Strong evidence? Presumably, he’s talking about evidence from flawed studies conducted among adults in parts of Africa with high HIV prevalence? Even these studies show that while female to male sexual transmission of HIV might be lessened when the male is circumcised, male to female transmission actually increases. And it’s not clear what any of this has to do with newborn babies, who don’t have unprotected sex.
Health benefits? Compared to what? The foreskin is there to protect the penis, keep the glans moist, and enhance sexual pleasure throughout a man’s lifetime. Do the AMA doctors know about recent studies showing higher rates of erectile dysfunction in circumcised men than in intact men? Do they know anything about the benefits of the foreskin?
Low risk? Do Dr. Carmel and the AMA know that more than 100 babies die each year in the United States from circumcision? Do they know about the $2.3 million award made earlier this year to the family of a Georgia baby whose penis was severed and thrown into the trash after a botched circumcision? Or about Jamaal Coleson, Jr., who died in New York City this spring, following a “routine circumcision?” Or about little Eric Keefe, who bled to death following his circumcision in a South Dakota Indian Health Service hospital in 2008? Certainly, they don’t know that just this week, the blogosphere was ringing with the discussion of another post-circumcision infant death, this one allegedly from a heart attack.
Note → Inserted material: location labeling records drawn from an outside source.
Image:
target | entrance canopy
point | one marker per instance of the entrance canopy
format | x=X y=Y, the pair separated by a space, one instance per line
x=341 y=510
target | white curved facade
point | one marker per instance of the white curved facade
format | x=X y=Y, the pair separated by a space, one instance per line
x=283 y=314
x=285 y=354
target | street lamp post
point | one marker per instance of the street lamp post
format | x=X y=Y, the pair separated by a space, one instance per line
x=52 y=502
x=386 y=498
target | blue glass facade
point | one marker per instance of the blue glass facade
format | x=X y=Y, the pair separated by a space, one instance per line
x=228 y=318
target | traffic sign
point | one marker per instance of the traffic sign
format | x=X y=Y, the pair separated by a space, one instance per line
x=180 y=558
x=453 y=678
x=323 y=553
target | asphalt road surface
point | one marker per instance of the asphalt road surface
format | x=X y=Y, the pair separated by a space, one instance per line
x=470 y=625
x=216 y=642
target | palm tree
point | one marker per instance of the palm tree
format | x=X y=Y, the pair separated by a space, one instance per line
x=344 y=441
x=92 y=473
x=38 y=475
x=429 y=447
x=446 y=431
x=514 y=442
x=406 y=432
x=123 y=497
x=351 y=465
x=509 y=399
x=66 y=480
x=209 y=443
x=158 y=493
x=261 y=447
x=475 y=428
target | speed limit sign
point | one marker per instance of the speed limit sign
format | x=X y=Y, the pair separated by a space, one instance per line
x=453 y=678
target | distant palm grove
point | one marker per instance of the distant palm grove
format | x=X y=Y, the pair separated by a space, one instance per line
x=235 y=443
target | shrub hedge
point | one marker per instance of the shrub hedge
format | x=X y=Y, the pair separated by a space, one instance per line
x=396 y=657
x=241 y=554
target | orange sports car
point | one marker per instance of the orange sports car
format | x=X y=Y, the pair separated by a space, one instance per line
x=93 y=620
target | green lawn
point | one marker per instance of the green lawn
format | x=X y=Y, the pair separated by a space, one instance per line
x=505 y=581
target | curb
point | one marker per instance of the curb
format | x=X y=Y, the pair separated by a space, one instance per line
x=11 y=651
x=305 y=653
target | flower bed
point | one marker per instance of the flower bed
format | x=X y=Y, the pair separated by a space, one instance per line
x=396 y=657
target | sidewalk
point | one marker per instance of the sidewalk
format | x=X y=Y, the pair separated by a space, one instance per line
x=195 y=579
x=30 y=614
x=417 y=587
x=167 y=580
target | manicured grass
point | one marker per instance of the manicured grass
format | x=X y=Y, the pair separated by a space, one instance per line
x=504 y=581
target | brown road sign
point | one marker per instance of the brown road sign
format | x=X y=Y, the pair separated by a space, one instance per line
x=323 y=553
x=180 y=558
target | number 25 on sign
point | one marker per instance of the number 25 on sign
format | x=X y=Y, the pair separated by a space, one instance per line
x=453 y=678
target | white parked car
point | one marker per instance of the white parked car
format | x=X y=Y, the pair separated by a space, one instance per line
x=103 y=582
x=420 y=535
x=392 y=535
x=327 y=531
Legitimate medical practice? Do the AMA members who voted to keep the United States safe for circumcisers know that most of their European colleagues believe “routine” circumcision is not legitimate – but, instead, barbaric? Have they read the call by the Royal Dutch Medical Association for doctors to refuse to surgically remove part of the genitals of babies and children, on the grounds that there is no medical reason for it, and it violates children’s rights?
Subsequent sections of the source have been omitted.